The following enhancements are included in this release:

• Adds support in a cloud service provider account ciscomcd_cloud_account resource for onboarding GCP folder hierarchies to accommodate asset and traffic discovery of all projects that are contained within a Folder hierarchical structure. Onboarding GCP folders permits asset and traffic discovery, but does not permit full orchestration. Discovery is beneficial and necessary for creating a dynamic policy that adapts in real time to changes made within the GCP projects. In order to orchestrate within a project, each project where orchestration is required should be onboarded individually.

• Adds support for sending Multicloud Defense Gateway metrics to 3rd-party SIEMs. This introduces a new metrics forwarding profile ciscomcd_profile_metrics_forwarding resource that can be configured and assigned to Multicloud Defense Gateway ciscomcd_gateway resources in order for gateway metrics to be sent to the SIEM. The first implementation supports Datadog as a SIEM. Support for other SIEMs will follow in future releases.

• Changes the Multicloud Defense Gateway ciscomcd_gateway resource aws_gateway_lb argument default value from false to true. When deploying an AWS egress gateway, the supported transit architecture is an AWS gateway load balancer (GWLB) architecture.
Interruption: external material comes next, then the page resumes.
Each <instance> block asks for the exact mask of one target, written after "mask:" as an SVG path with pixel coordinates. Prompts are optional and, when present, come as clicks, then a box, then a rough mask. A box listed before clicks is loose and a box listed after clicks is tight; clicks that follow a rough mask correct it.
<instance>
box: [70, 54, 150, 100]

This argument is optional and if not specified should default to the appropriate value.

• Adds support for sending audit and system logs to Splunk. This introduces an update to the alert profile ciscomcd_alert_profile resource by adding Splunk as a new value for the type argument.

• Adds support for sending audit and system logs to Microsoft Teams. This introduces an update to the alert profile ciscomcd_alert_profile resource by adding Microsoft Teams as a new value for the type argument.
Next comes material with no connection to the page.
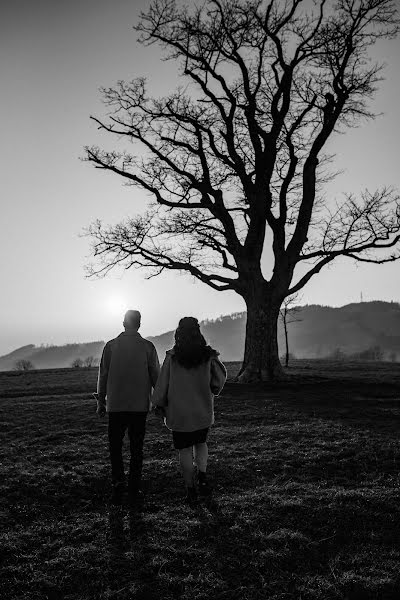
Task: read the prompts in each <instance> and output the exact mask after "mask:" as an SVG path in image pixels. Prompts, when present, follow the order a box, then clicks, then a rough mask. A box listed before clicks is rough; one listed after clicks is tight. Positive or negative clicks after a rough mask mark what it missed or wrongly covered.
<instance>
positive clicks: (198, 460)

• Enhances the forward proxy policy to validate the server certificate when negotiating the backend TLS session. The certificate validation is disabled by default, but can be configured in a decryption profile ciscomcd_profile_decryption resource for all TLS sessions and in an FQDN match object ciscomcd_profile_fqdn resource on a per-domain (or set of domains) basis.
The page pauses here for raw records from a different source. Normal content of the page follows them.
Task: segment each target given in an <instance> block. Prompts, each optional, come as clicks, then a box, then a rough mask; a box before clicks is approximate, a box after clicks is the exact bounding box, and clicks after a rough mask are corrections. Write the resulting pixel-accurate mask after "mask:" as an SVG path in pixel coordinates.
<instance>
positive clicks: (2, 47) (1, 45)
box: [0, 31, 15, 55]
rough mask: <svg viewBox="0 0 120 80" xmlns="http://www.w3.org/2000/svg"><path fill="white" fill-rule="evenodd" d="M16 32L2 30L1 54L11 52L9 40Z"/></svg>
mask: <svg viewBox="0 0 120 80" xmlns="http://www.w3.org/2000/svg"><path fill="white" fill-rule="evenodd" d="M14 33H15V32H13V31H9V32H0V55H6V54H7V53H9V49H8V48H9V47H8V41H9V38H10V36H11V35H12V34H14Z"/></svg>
• Adds support for creating an Azure Resource Group (RG) as part of the service VNet ciscomcd_service_vpc resource. The RG is required such that all resources orchestrated by the Multicloud Defense Controller will be associated within the specified (or newly created) RG.

Fixes

The following fix is included in this release:

• Fixes an issue where validation was not being performed when configuring a forward or reverse proxy service object ciscomcd_service_object resource to require a decryption profile ciscomcd_profile_decryption to be assigned to the tls_profile argument when using a secure proxy (TLS, HTTPS, WEBSOCKETS) value assigned to the transport_mode argument. If a secure proxy is configured, it must have a decryption profile assigned otherwise the proxy will not operate as a secure proxy and TLS encrypted traffic will be denied.

Enhancements

The following enhancements are included in this release:

• Enhances the forward proxy service object ciscomcd_service_object resource to accommodate L4 (TCP) and L5 (TLS) proxies. This is achieved by specifying either TCP or TLS as a valid value for the transport_mode argument.

• Enhances the Multicloud Defense Gateway ciscomcd_gateway resource to perform a blue/green gateway replacement when a change to assign_public_ip setting is made.

Fixes

The following fixes are included in this release:

• Fixes an issue where an FQDN Profile ciscomcd_fqdn_profile resource with mode=MATCH argument without a policy argument would result in traffic that matches to be denied. The policy argument does not need to be specified and is not listed as an argument in the Terraform Provider documentation.

• Fixes an issue where an update to the policy rules ciscomcd_policy_rule_set resource could take a longtime and generate an RPC error.